For a company just below EUR 750 million in global revenue, is there a risk of crossing the threshold and being caught by GMT mid-holiday?

Yes. If your group’s global consolidated revenue grows above EUR 750 million during the holiday period, you enter GMT scope for the fiscal years in which the threshold is met (provided it is met in two of the four preceding years). This is not a hypothetical concern for growth-stage companies. A business that accepts a 20-year KEK holiday today with EUR 600 million in global revenue should model the GMT exposure it would face if group revenue grows past the threshold in years three to five of the holiday. The incentive was designed assuming a static revenue profile; real businesses are not static. Build this into the financial model explicitly.

Does the Global Minimum Tax affect the VAT and customs benefits available inside the Bali SEZs, or only the income tax holiday?

PMK 136/2024 and the Pillar Two framework operate exclusively at the level of corporate income tax.
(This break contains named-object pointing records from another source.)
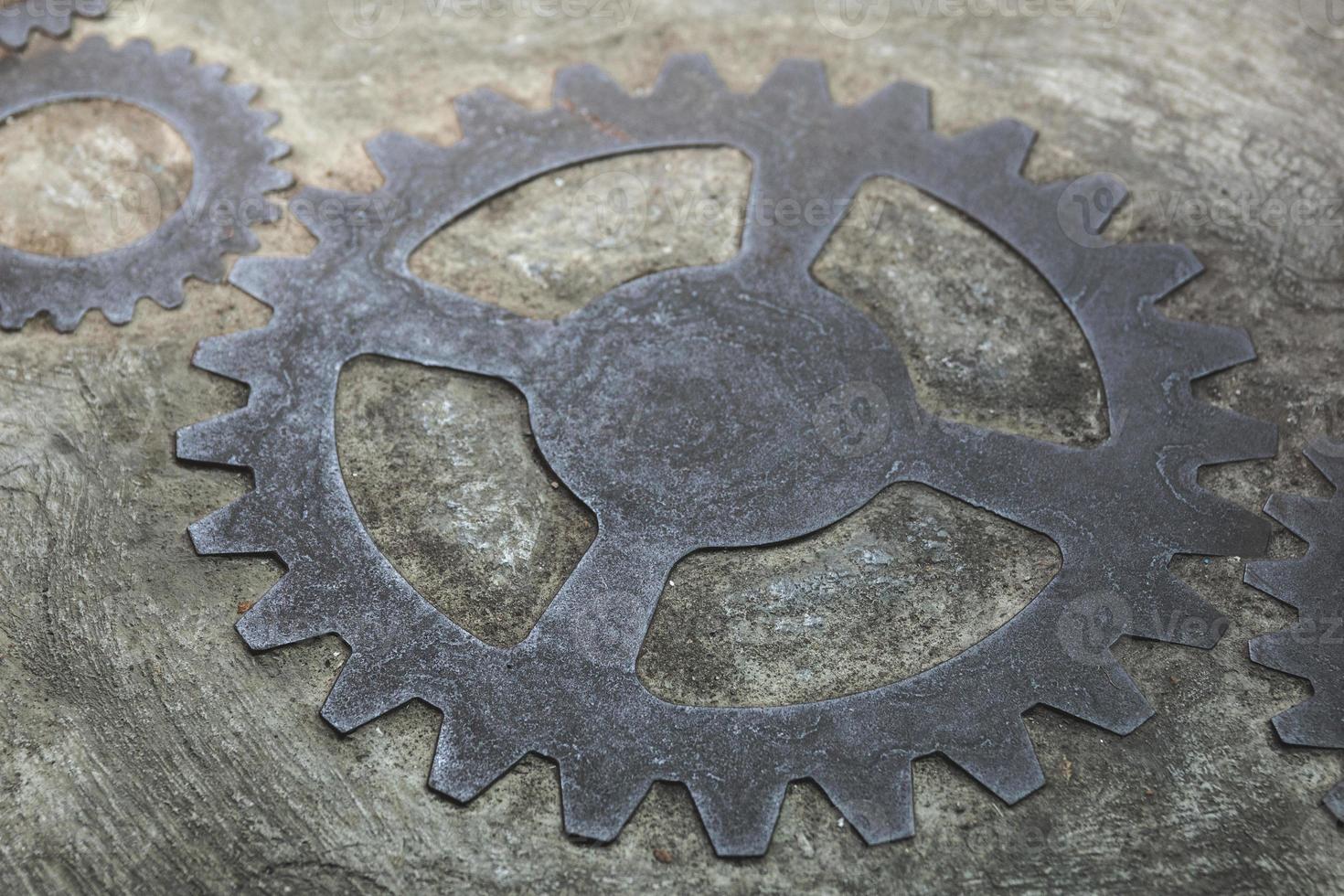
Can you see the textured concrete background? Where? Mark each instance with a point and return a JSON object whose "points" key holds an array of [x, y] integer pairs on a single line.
{"points": [[146, 749]]}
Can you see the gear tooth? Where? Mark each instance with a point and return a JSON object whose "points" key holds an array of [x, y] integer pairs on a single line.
{"points": [[1008, 140], [598, 801], [485, 113], [277, 149], [1300, 513], [1152, 271], [691, 74], [271, 179], [1006, 763], [286, 614], [903, 103], [878, 799], [311, 208], [217, 441], [1229, 435], [265, 278], [1328, 458], [238, 528], [214, 71], [400, 156], [1175, 613], [222, 355], [1335, 801], [585, 86], [362, 693], [266, 119], [738, 816], [66, 320], [1104, 194], [179, 57], [1310, 724], [1283, 650], [469, 756], [1275, 578], [1206, 348], [1106, 698], [798, 78]]}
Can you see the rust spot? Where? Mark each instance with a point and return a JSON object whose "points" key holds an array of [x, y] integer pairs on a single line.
{"points": [[605, 126]]}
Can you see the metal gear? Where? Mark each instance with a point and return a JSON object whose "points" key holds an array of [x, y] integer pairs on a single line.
{"points": [[1313, 646], [231, 157], [48, 16], [754, 374]]}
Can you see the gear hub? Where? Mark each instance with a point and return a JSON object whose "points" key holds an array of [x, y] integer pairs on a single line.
{"points": [[712, 407]]}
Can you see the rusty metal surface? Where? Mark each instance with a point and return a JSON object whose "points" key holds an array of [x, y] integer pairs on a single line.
{"points": [[725, 406], [231, 174], [1313, 646]]}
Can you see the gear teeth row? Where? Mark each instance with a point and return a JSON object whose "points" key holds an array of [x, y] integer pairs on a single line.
{"points": [[20, 20], [1003, 759], [211, 116], [878, 801], [1313, 646]]}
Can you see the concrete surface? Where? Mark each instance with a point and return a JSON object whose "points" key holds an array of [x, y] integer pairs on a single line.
{"points": [[146, 750]]}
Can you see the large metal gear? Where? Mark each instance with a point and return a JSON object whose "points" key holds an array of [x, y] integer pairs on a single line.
{"points": [[231, 157], [20, 19], [1313, 646], [750, 378]]}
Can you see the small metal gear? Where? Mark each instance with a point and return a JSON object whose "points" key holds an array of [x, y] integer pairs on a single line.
{"points": [[231, 157], [48, 16], [754, 375], [1313, 646]]}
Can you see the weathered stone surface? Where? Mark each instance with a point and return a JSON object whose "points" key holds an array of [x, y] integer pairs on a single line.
{"points": [[148, 750]]}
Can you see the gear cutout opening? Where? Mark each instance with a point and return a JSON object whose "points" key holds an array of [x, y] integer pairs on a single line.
{"points": [[906, 581], [122, 172], [558, 242], [987, 341], [445, 475]]}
The indirect tax benefits available inside KEK Kura Kura and KEK Sanur — PPN and PPnBM not collected on imports into the zone, import duty exemption and postponement, PPh Pasal 22 impor not collected, and local tax reductions under PP 40/2021 Article 100 — are entirely separate instruments that the GMT does not touch. Even for large MNEs for whom the income tax holiday is substantially neutralized by the QDMTT, the VAT non-collection and customs duty exemption on capital goods and equipment during the construction phase remain fully intact. These indirect-tax savings can represent significant cash-flow benefit during the build and fit-out period.